C’est un miracle que les Africains ne soient pas déjà rayés de la carte. Quand les Africains pourront effectuer des transactions entre eux, vous verrez une explosion de la richesse, de la prospérité, du travail. Mais pour le faire, vous devez avoir un système qui permette aux gens de faire du commerce. Kadhafi a essayé, il avait dit “j’ai 144 tonnes d’or dans ma cave, utilisons cette réserve comme un collatéral pour créer une monnaie panafricaine”. Que lui est-il arrivé ? L’Afrique n’a pas besoin de toutes ces ONG. Il faut juste lui permettre de trader. Au Nigéria, au Ghana, ils le font déjà en s’échangeant du Bitcoin de pair-à-pair, l’énergie est incroyable.

Comment voyez-vous le futur du pair-à-pair en Afrique ?

L’Afrique de l’Ouest représente la majorité de notre business, qui grandit à une vitesse très rapide. Mais notre plateforme n’est qu’une fraction d’une petite partie des échanges P2P, qui se déroulent hors-ligne la plupart du temps, ou sur Telegram ou en personne. Le monde entier est en train de s’y mettre. Mais le projet de Bitcoin ne sera pas complet tant qu’il n’y aura pas une place de marché.
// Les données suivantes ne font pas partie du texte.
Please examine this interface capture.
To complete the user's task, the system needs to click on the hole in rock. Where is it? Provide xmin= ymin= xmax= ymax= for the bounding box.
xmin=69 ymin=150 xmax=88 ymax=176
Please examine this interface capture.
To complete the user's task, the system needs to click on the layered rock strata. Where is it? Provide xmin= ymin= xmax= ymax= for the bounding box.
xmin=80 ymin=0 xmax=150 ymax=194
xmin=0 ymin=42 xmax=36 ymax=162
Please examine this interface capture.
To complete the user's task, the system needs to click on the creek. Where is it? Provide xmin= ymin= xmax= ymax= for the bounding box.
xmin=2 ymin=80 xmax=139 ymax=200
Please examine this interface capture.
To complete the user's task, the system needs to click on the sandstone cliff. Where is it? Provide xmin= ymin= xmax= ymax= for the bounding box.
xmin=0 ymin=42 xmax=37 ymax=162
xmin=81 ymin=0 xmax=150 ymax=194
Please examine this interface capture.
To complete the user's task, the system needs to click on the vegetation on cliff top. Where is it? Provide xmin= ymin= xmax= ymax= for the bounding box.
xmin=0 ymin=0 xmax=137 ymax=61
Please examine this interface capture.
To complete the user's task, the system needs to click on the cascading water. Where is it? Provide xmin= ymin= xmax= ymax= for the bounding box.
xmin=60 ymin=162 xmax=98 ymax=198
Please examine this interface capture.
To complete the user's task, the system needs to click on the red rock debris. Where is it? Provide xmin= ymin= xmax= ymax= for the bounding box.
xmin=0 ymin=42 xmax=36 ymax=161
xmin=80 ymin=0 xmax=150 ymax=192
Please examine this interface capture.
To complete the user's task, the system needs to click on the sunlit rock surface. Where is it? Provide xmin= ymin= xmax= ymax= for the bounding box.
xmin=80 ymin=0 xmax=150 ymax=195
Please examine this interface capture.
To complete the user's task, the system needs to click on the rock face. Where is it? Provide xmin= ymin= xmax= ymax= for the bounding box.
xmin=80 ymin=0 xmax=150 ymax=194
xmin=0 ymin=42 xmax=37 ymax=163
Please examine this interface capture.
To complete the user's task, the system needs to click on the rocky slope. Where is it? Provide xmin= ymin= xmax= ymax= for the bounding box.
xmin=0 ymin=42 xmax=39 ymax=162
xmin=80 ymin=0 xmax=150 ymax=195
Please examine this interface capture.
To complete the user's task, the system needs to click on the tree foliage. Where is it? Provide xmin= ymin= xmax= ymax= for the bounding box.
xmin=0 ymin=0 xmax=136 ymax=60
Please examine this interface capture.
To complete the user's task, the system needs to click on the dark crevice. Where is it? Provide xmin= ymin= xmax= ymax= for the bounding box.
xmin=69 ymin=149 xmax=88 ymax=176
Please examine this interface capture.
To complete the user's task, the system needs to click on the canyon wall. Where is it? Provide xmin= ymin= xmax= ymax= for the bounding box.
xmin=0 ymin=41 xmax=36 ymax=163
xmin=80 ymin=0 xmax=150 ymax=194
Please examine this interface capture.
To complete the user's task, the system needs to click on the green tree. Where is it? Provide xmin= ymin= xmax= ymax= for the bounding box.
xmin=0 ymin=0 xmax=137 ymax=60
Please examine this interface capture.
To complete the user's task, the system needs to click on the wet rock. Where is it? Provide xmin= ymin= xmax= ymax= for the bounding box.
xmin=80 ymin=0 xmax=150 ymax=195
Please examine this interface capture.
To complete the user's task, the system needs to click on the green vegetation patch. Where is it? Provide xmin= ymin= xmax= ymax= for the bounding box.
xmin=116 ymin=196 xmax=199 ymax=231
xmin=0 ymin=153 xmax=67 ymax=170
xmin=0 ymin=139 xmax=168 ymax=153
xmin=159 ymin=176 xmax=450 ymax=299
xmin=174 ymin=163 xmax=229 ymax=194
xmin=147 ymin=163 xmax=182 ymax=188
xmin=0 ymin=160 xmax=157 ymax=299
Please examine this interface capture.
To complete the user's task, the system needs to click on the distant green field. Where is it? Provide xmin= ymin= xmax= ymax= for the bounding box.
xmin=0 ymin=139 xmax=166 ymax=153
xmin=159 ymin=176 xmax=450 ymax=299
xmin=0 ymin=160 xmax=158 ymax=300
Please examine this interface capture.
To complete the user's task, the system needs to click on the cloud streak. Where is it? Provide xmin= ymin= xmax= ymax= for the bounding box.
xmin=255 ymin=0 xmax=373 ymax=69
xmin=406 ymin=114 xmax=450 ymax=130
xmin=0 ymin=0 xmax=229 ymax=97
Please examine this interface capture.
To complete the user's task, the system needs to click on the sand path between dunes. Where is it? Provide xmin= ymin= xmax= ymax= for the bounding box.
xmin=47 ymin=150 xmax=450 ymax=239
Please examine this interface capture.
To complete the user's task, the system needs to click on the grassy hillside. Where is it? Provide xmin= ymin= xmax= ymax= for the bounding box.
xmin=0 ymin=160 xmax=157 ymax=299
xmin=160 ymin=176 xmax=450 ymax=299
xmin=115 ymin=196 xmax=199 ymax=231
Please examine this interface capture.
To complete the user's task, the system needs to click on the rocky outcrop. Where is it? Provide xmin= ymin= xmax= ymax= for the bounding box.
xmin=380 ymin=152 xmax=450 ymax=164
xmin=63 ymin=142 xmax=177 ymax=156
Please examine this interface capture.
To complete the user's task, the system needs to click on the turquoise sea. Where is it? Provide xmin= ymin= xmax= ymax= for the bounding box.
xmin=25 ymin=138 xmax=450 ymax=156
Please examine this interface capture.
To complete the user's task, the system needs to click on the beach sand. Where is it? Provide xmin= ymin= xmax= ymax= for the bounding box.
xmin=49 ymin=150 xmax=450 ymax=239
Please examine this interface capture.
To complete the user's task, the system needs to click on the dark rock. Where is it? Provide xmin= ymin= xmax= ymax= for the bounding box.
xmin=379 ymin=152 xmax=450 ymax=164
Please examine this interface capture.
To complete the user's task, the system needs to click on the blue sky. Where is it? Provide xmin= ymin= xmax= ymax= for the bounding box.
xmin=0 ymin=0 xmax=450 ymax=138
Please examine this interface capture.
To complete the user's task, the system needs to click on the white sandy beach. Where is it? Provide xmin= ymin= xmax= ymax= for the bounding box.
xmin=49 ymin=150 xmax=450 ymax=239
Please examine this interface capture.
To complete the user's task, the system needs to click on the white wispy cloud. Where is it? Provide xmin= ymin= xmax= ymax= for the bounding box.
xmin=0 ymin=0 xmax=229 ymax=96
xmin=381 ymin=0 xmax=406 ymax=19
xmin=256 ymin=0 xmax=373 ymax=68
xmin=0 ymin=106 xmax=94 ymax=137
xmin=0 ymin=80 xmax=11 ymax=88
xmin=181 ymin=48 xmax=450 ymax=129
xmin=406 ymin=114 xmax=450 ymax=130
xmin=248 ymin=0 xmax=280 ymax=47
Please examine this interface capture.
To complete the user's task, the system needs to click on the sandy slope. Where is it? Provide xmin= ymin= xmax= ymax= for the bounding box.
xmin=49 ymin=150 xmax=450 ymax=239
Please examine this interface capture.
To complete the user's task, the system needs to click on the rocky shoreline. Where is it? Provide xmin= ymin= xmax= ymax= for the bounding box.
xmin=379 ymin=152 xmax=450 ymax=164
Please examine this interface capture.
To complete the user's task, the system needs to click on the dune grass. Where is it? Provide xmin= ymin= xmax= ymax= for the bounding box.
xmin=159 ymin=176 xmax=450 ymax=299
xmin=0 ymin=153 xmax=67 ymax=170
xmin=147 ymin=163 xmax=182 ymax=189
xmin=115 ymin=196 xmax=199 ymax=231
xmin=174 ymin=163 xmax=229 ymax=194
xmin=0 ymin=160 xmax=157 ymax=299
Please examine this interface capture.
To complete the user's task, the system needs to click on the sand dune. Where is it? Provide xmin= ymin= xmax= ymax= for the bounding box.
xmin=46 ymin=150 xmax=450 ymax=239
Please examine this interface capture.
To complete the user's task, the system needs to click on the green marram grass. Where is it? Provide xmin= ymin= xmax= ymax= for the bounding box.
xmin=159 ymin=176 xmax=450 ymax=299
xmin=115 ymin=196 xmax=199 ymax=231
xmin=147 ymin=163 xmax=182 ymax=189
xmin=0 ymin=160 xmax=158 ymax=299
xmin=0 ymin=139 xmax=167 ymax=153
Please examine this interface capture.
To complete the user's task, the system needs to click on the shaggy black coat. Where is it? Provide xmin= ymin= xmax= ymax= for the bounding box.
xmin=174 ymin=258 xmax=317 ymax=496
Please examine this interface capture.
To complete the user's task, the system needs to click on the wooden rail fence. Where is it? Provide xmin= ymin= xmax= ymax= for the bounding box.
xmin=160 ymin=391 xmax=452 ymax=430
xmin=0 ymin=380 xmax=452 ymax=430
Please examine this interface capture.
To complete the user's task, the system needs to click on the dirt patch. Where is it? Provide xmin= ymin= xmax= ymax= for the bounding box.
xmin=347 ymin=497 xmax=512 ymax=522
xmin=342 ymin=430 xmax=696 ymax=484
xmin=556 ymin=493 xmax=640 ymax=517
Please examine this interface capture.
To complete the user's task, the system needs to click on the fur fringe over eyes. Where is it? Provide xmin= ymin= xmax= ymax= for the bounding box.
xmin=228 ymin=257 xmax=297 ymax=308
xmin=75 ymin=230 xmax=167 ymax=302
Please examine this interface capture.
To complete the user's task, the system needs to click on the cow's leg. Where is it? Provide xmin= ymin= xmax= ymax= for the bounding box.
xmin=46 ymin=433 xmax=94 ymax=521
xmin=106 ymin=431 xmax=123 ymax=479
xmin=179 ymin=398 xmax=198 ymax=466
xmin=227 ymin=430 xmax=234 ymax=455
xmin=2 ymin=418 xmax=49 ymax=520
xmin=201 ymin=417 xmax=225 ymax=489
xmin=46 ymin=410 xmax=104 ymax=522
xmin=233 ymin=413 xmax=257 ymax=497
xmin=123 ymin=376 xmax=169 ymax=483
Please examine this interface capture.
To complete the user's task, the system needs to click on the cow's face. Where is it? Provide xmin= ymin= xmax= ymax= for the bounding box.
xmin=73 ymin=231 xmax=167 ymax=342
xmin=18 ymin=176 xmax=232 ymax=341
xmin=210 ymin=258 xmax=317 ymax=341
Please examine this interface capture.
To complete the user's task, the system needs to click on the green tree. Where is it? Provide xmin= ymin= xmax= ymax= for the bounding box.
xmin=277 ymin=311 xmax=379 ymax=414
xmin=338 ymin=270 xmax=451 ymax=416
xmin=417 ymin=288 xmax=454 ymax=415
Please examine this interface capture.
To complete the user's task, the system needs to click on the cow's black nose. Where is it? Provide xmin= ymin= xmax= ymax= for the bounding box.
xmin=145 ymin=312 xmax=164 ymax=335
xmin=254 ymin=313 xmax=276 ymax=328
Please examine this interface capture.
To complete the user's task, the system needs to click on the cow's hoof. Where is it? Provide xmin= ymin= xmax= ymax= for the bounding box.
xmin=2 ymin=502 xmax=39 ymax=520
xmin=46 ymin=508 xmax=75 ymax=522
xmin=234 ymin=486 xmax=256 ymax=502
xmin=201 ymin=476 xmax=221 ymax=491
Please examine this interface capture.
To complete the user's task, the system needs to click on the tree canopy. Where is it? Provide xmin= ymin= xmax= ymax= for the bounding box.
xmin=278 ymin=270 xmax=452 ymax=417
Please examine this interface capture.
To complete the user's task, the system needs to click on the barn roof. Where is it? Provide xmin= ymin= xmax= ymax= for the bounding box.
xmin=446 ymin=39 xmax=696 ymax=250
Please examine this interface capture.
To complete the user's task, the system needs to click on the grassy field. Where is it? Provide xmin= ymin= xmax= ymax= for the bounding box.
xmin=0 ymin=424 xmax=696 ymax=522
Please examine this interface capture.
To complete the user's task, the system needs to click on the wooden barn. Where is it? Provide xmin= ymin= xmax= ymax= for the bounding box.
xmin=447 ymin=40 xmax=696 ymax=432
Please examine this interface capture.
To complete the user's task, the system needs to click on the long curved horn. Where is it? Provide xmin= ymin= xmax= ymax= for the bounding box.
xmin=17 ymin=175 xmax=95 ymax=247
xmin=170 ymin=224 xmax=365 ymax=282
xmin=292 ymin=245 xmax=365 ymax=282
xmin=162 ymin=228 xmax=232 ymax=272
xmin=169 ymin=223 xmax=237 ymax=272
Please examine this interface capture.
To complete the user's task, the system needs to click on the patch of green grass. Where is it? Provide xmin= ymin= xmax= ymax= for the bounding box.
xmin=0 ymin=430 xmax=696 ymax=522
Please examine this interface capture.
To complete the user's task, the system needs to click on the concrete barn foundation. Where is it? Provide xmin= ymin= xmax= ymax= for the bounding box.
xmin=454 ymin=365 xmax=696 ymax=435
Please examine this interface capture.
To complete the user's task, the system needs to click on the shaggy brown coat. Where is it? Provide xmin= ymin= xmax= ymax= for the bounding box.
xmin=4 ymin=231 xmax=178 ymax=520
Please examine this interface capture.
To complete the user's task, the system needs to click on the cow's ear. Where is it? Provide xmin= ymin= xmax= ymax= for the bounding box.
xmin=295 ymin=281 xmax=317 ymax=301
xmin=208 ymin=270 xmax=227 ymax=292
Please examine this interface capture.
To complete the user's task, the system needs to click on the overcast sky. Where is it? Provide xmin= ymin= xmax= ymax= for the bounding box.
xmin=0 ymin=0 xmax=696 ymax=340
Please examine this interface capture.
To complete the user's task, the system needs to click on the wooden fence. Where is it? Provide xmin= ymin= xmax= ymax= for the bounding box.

Satoshi Nakamoto le savait, la première évolution de Bitcoin contenait 11 opcodes, qui ont été depuis supprimés, au sujet d’une marketplace, un inventaire, une carte de paiement, un compte séquestre (”escrow”). C’est ce que j’ai construit avec CivKIT, qui est un protocole décentralisé qui permet à n’importe qui de lancer une marketplace de pair-à-pair, et de me faire de la concurrence, de manière aussi simple qu’on peut aujourd’hui créer un blog avec WordPress.

Je veux construire quelque chose de plus grand que Binance. Mais je ne veux pas garder tout le pouvoir entre mes mains, comme CZ (Changpeng Zhao, l’ex-patron de Binance). Je veux que tout le monde me vole mes idées et gagne de l’argent. Et puis, je ne suis pas stupide non plus. Je ne peux pas y aller tout seul, et porter seul la cible dans mon dos ! (rires)

Quelle a été votre réaction suite à l’approbation de l’ETF Bitcoin spot ?

I’d love to add more alt-coins and make more revenue. Why haven’t I?

Because those other chains while better for transmission now will face the same scaling issues later. Rather than delay the inevitable snd just enjoy bitcoins price going up and cheerleading I choose to face… pic.twitter.com/Bj4q1oGGyB

— Ray Youssef (@raycivkit) January 7, 2024

Ils parlent toujours d’une réserve de valeur, mais ils ne voient pas la vision plus large. Ils pensent qu’en faisant monter les prix, plus de gens viendront à Bitcoin, et tout le monde sera content. La réalité, c’est qu’ils laissent leur avidité et leur stupidité prendre le contrôle. Nous avons donné le pouvoir à ces institutions, qui peuvent encore plus contrôler maintenant. Ils ignorent complètement les problèmes du Sud Mondial.

Qu’avez-vous appris tout au long de votre parcours d’entrepreneur ?

La même chose que j’ai apprise lorsque, à neuf ans, je commençais à aider mes parents, qui tenaient un kiosque à journaux, à New-York. Je faisais affaire avec les gens qui passaient dans la rue, en leur vendant des canettes et des journaux. C’est ça le vrai peer-to-peer, échanger avec les gens dans la rue.

La raison de mon succès, c’est que je suis celui qui va dans la rue à la rencontre des gens, je les prends au sérieux. C’est une leçon très simple, qu’aucun CEO n’applique pourtant. Ils préfèrent rester dans leur tour d’ivoire, et confier cette tâche à leurs chargés en communication ou leurs avocats. Je ne crois pas aux VC (fonds de capital-risque) et n’ai jamais voulu de leur argent. Je les connais trop bien.

Je construis des plateformes de pair-à-pair depuis neuf ans et des applications depuis 24 ans, elles ont toutes été P2P : sonneries de téléphone, partage de fichiers. Je suis un homme d’affaires, les volumes et les montants parlent. Lorsque les dirigeants africains qui ont leur argent à New-York, Londres ou Paris, se rendront compte qu’il y a de l’argent à faire dans leur pays, avec leur peuple, ils commenceront à s’ouvrir. Nous devons montrer à tout le monde à quel point le peert-to-peer a du potentiel. 70% de la richesse des trente prochaines années sera faite en Afrique. Il nous faut notre propre Google, notre Apple, notre Amazon.